I mouth the words of the hymns, and dip my head in prayer to follow the crowd. My awkwardness in churches is ever present. Should I close my eyes? Do I say amen? What if I can’t remember the words to the Lord’s Prayer? Should I even say it? It feels hypocritical.
I continue to watch the crowd to calm my anxiety. During the first eulogy, a little boy, clearly fed up with the requirement to sit still and be quiet, begins to cry. I watch his mother, frantically trying to calm him down with a sippy cup. The boy responds by throwing it to the ground and I can’t help but chuckle. Luckily, I’m not the only one. The click of the mother’s heels fills the sanctuary as she unsuccessfully attempts to leave unnoticed. The child has won this round.

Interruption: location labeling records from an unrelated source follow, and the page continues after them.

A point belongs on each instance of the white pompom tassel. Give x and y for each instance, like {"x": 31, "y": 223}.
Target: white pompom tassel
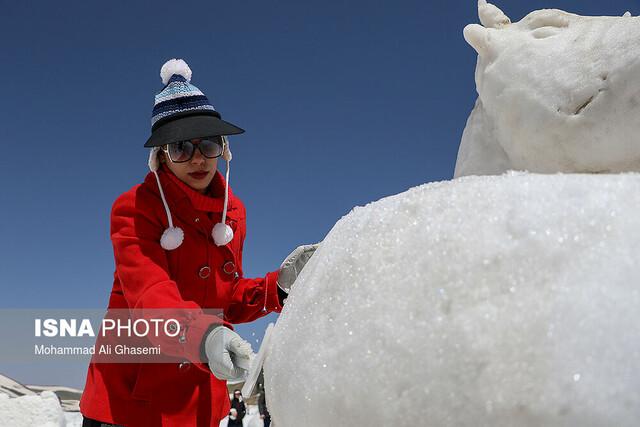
{"x": 175, "y": 66}
{"x": 171, "y": 238}
{"x": 154, "y": 162}
{"x": 222, "y": 234}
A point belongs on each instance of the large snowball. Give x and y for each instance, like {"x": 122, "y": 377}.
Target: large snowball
{"x": 508, "y": 300}
{"x": 557, "y": 92}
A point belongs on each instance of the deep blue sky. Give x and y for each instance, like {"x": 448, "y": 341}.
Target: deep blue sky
{"x": 344, "y": 102}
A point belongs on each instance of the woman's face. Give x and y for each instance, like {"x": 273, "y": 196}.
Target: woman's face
{"x": 197, "y": 173}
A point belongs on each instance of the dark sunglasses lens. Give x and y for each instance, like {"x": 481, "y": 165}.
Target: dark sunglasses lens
{"x": 180, "y": 151}
{"x": 211, "y": 147}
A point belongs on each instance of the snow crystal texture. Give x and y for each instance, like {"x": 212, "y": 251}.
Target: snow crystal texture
{"x": 503, "y": 300}
{"x": 557, "y": 92}
{"x": 42, "y": 410}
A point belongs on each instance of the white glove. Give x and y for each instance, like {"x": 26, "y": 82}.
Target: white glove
{"x": 293, "y": 265}
{"x": 229, "y": 355}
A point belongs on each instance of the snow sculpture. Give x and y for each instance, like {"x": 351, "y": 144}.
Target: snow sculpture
{"x": 557, "y": 92}
{"x": 503, "y": 301}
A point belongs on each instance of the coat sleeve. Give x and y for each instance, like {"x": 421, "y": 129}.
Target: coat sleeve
{"x": 252, "y": 298}
{"x": 143, "y": 271}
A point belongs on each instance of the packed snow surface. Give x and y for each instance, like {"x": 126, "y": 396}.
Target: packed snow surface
{"x": 557, "y": 92}
{"x": 503, "y": 300}
{"x": 41, "y": 410}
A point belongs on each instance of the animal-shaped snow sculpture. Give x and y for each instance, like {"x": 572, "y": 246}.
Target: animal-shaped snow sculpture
{"x": 557, "y": 92}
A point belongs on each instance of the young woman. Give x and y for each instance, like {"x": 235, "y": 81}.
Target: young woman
{"x": 177, "y": 241}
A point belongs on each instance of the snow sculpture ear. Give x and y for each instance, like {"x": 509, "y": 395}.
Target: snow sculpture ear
{"x": 478, "y": 37}
{"x": 491, "y": 16}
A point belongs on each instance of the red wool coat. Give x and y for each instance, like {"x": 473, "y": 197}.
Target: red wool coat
{"x": 149, "y": 277}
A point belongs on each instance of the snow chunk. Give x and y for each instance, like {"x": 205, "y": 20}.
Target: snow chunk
{"x": 506, "y": 300}
{"x": 557, "y": 92}
{"x": 42, "y": 410}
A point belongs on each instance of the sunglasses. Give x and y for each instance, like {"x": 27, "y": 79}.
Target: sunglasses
{"x": 182, "y": 151}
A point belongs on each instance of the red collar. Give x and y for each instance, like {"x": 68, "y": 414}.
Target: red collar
{"x": 213, "y": 201}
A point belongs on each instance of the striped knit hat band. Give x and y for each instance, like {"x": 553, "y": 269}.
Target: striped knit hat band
{"x": 178, "y": 95}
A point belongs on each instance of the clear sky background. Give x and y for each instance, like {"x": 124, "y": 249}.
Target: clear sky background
{"x": 344, "y": 102}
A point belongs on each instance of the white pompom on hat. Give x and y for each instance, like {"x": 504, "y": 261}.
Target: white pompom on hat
{"x": 175, "y": 66}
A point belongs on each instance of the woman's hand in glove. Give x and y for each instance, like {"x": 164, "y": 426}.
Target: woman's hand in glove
{"x": 293, "y": 265}
{"x": 229, "y": 355}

As quickly as it began, the funeral ends. The family exits with tear streaked faces as I attempt to portray the correct facial expression in case one of them glances my way. Do I look down? Do I wear a small smile of reassurance or will it look too much like pity? I file out of the church as quickly as I can, inhaling the fresh air, suddenly grateful to be outside. People mill about, not knowing where to go. The noise level rises once again as people prepare to go on about their day. The coffin is placed in the sleek, black hearse. The family loads into the car, and the procession takes off down the road. I stand in the dirt, awaiting the bus to take me back to the office. I stare towards the hearse, disappearing into the distance. I feel the anxiety fleeing from me and I smile. With one last look to the fleet of black cars, I recall his image, and give my final goodbye.